Mentat's overlayfs base system provides a stronger defense than runtime isolation alone. Instead of running npm install on every deploy, dependencies are baked into an immutable base:

immune deploy model

# Vulnerable: npm install runs on every deploy
# RAT enters via postinstall hook
git push → npm install → build → deploy
                ↑
        malicious package runs here

# Immune: base has pinned deps, deploy = code only
base node22 = npm install with exact lockfile (once)
git push → copy code to overlay → no npm install → deploy
                                    ↑
                        no postinstall hooks execute

If the base was built before March 31 with axios@1.14.0 in the lockfile, and no npm install runs during deploy, the backdoored version never enters the system.

Defense Layers

Layer 1	Immutable base	Dependencies locked at base build time. No floating ranges
Layer 2	No npm install on deploy	Deploy copies code to overlay, skips postinstall hooks entirely
Layer 3	PID namespace	RAT cannot see or signal host processes
Layer 4	Mount namespace + pivot_root	Host filesystem invisible. NOT chroot — syscall-level enforcement
Layer 5	Capabilities dropped	ALL Linux capabilities removed. NO_NEW_PRIVS set
Layer 6	cgroups v2 limits	Memory, CPU, PID limits. RAT cannot fork-bomb or exhaust resources
Layer 7	Network namespace	CLONE_NEWNET + veth pair: RAT cannot reach C2 server. Three modes: none (loopback only), veth (isolated NAT), host (legacy)

All 7 Layers: Production Ready

As of v1.0, all seven isolation layers are implemented and deployed. Network namespace isolation (CLONE_NEWNET) uses veth pairs with iptables NAT for controlled egress. Build sandboxes use network: none — loopback only, no route to the internet. The RAT executes, finds no network, and dies silently.

Harder with Hull: syscall allowlist + Landlock + ~3 MB TCB

The sandbox driver stops the RAT at the namespace + pivot_root boundary. Running the same Node.js workload on the Hull driver adds three more layers that directly neutralize this exact attack class:

seccomp-bpf allowlist	Hull installs a `node` profile just before `execve`: only the syscalls a real Node.js process needs are allowed, everything else triggers `KILL_PROCESS`. A RAT calling `ptrace`, `process_vm_readv`, `bpf`, `add_key`, or `userfaultfd` is dead the instant it tries. Even `socket(AF_NETLINK, ...)` (used for host reconnaissance) is blocked.
Landlock LSM	pivot_root hides the host; Landlock goes further and confines the RAT inside the container rootfs. Default policy: rootfs read+exec only, `/tmp` read+write, everything else denied. The RAT cannot drop a persistence file in `/opt/app/node_modules`, cannot overwrite the app binary, cannot even stat other directories.
--rootless mode	With `hull run --rootless` the workload runs as uid 0 inside a NEWUSER mapped to an unprivileged host uid. Even if the RAT somehow escapes every other layer, the host uid it lands on has no write access to the host filesystem, no CAP_SYS_ADMIN, nothing to escalate from. Defense in depth with zero sudo.
Minimal TCB	Hull is a single ~3 MB static-musl binary. No dockerd, no containerd, no shim. A local-privilege-escalation CVE in container tooling has no surface area here because there is no daemon running as root in the first place — hull exits as soon as it has forked the workload.
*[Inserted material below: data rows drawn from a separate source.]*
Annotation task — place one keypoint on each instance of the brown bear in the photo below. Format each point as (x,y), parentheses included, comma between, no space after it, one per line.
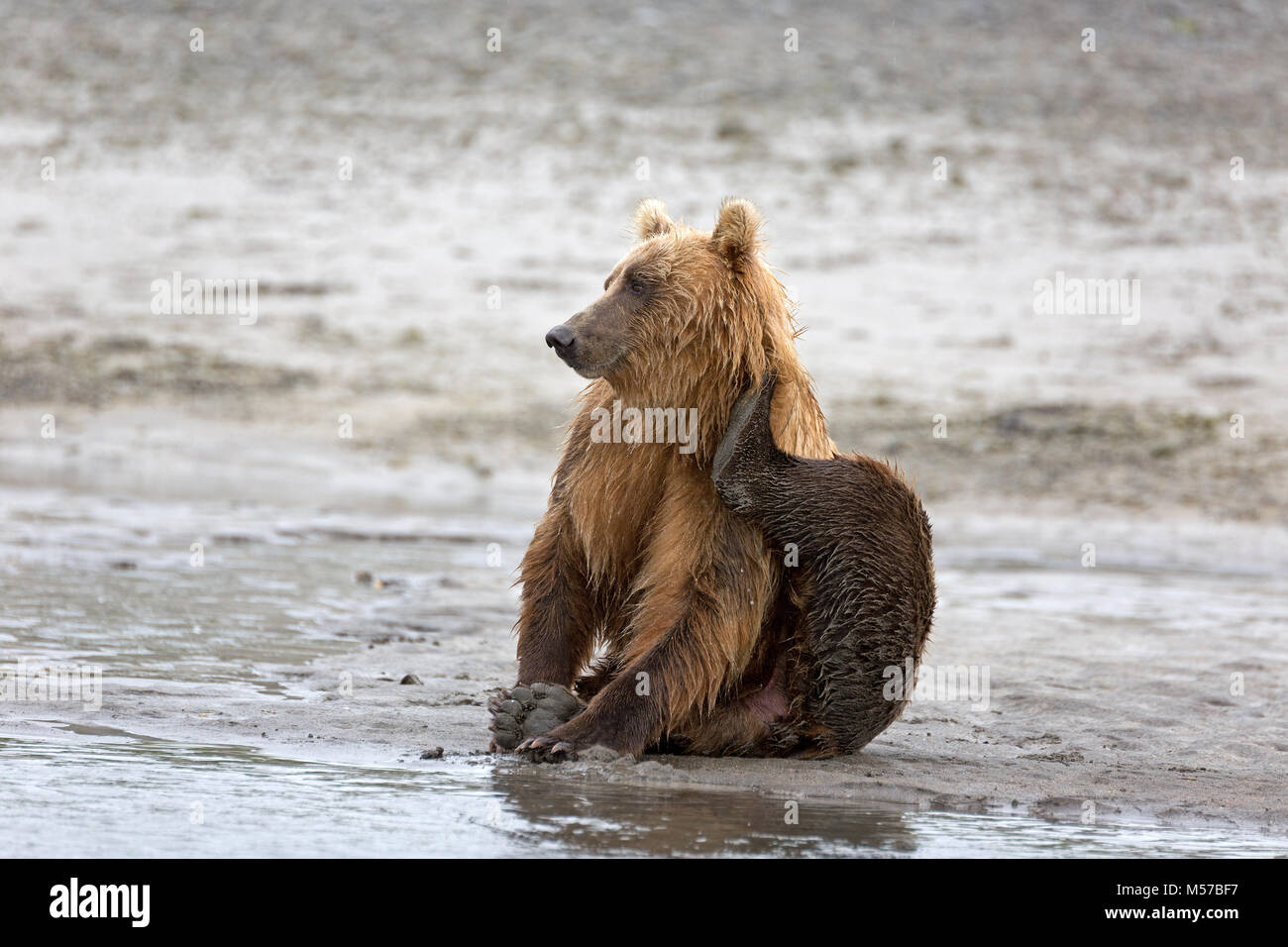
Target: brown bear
(743,609)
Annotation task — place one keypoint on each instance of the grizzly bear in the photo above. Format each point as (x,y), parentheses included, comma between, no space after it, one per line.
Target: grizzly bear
(746,589)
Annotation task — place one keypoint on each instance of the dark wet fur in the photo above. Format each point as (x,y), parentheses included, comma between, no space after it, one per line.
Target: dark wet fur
(864,582)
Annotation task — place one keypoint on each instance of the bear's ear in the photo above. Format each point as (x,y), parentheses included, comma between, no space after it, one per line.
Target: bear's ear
(651,219)
(737,234)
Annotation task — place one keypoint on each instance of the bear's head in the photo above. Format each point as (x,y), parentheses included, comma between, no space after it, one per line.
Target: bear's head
(684,311)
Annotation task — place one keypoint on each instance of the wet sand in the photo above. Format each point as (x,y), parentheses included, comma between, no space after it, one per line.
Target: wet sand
(1109,685)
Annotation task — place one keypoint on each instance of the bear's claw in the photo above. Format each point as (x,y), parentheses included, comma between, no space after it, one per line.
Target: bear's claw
(527,712)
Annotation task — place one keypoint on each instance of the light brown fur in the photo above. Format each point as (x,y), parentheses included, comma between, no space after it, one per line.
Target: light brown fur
(636,553)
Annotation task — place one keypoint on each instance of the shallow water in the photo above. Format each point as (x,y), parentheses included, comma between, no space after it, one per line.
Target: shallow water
(158,797)
(108,582)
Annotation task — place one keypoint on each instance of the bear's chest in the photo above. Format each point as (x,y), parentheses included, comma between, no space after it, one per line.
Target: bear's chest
(614,496)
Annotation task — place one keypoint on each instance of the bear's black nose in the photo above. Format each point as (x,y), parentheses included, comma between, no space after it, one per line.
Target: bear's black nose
(561,339)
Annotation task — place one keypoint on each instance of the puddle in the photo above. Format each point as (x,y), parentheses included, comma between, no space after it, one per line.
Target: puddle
(138,796)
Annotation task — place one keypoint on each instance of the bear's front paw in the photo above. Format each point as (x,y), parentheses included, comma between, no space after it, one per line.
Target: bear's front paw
(570,742)
(529,711)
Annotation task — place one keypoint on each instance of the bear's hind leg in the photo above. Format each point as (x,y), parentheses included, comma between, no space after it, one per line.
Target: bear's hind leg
(866,573)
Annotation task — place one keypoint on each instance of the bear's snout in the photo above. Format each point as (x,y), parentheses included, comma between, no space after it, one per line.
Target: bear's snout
(562,341)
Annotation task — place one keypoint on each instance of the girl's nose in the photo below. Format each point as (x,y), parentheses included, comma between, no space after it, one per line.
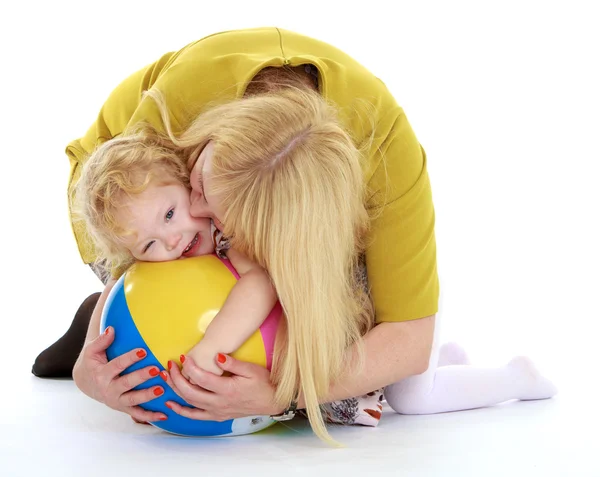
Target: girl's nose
(172,241)
(198,206)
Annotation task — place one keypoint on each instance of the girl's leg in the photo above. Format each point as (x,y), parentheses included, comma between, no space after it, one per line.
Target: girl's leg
(456,387)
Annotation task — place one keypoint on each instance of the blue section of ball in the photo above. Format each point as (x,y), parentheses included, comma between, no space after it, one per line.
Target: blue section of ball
(127,337)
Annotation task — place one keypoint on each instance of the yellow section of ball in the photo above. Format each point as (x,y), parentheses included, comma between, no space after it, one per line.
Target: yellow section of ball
(172,304)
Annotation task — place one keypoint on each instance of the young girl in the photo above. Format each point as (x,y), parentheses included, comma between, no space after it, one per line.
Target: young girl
(137,208)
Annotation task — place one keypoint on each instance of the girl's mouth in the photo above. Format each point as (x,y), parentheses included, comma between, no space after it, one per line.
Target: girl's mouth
(192,246)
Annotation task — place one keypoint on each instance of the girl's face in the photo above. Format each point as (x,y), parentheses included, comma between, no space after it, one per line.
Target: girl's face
(162,226)
(203,203)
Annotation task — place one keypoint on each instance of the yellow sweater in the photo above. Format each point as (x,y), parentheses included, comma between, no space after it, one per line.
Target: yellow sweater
(401,257)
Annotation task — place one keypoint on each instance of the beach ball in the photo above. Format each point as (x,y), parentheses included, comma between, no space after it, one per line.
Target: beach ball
(165,308)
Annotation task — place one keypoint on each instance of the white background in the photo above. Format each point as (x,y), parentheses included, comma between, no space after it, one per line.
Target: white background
(504,96)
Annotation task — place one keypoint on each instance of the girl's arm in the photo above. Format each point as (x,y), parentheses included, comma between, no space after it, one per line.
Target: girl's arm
(246,307)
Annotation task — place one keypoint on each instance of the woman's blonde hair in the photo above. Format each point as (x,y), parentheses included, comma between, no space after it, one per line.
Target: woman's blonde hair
(290,182)
(120,168)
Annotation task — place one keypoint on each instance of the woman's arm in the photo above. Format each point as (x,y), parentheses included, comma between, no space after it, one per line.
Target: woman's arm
(246,307)
(101,379)
(393,351)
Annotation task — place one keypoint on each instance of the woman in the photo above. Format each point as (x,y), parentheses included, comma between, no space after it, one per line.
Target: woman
(400,254)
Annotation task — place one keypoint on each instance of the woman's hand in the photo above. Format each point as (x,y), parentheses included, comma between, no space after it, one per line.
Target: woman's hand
(247,391)
(101,380)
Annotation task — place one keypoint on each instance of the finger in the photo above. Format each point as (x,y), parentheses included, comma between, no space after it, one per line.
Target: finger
(128,381)
(119,364)
(204,379)
(135,398)
(139,414)
(101,343)
(191,393)
(237,367)
(189,412)
(146,423)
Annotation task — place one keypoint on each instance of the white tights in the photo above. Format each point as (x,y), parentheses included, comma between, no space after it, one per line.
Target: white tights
(451,383)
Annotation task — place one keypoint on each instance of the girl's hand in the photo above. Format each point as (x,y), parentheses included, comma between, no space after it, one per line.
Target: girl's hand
(101,380)
(247,391)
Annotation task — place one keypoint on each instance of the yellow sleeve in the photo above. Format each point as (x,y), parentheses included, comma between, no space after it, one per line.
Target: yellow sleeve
(113,119)
(401,253)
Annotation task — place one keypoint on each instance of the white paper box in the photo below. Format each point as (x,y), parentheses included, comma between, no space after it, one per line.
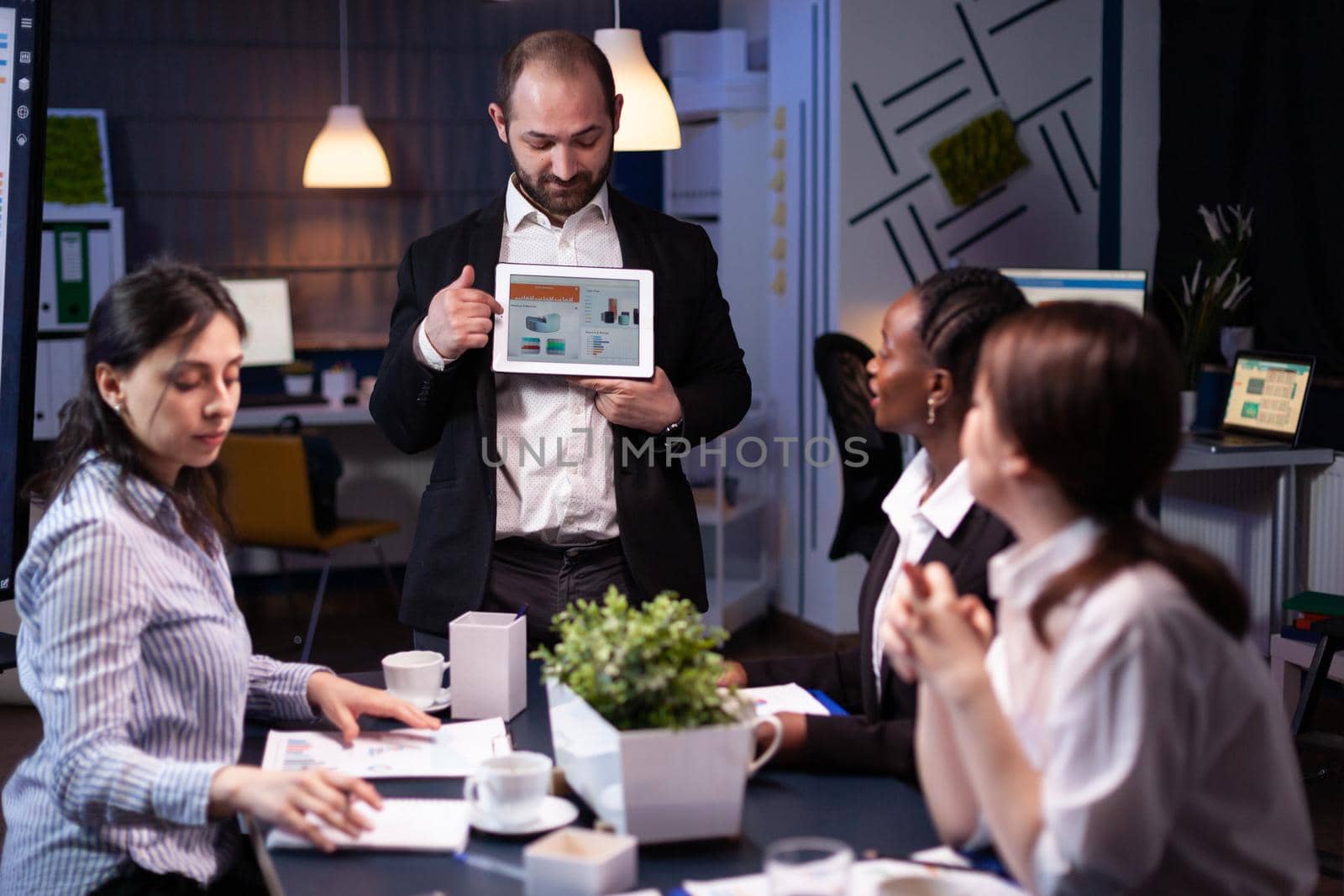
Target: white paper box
(575,862)
(490,665)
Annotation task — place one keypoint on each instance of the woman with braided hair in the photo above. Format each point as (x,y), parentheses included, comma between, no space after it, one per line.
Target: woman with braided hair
(921,382)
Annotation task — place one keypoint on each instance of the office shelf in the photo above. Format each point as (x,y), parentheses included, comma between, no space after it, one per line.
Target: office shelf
(736,537)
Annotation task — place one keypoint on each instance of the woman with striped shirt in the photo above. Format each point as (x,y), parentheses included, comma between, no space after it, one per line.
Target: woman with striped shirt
(132,647)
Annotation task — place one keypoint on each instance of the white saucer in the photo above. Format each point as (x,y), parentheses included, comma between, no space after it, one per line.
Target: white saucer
(555,813)
(441,701)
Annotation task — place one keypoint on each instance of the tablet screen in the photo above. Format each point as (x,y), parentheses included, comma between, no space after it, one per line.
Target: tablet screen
(589,318)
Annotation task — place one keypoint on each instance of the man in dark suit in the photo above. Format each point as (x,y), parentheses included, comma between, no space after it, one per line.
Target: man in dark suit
(609,503)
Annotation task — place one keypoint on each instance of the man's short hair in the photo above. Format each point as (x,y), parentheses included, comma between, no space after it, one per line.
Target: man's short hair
(564,53)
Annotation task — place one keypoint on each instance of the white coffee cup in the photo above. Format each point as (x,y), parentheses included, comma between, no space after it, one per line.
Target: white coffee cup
(511,789)
(416,676)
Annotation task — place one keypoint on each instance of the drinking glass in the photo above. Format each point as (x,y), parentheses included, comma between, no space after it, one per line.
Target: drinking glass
(808,867)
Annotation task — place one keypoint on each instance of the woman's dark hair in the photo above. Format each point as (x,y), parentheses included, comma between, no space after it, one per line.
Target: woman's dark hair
(956,309)
(1090,396)
(562,51)
(140,312)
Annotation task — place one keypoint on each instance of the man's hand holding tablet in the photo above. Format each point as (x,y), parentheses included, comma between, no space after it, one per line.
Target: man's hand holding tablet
(651,406)
(460,317)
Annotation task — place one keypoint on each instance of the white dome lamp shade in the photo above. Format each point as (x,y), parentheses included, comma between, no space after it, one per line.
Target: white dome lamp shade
(346,152)
(648,117)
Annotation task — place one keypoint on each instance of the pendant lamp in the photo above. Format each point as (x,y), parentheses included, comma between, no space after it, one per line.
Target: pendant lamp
(648,118)
(346,152)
In short: the sandbox driver stops the RAT from seeing the host. Hull also stops it from doing things a normal Node.js workload never needs to do — even inside its own container.

Practical Recommendations

Pin exact versions in package-lock.json. Never use ^ or ~ ranges for production deps.
Build bases with npm ci (respects lockfile exactly).
Never inject production secrets into the build phase.
Deploy as code-only overlay — no npm install at deploy time.
Monitor cgroup metrics for anomalous CPU/memory spikes during builds.
Rotate secrets immediately if a build ran during the exposure window.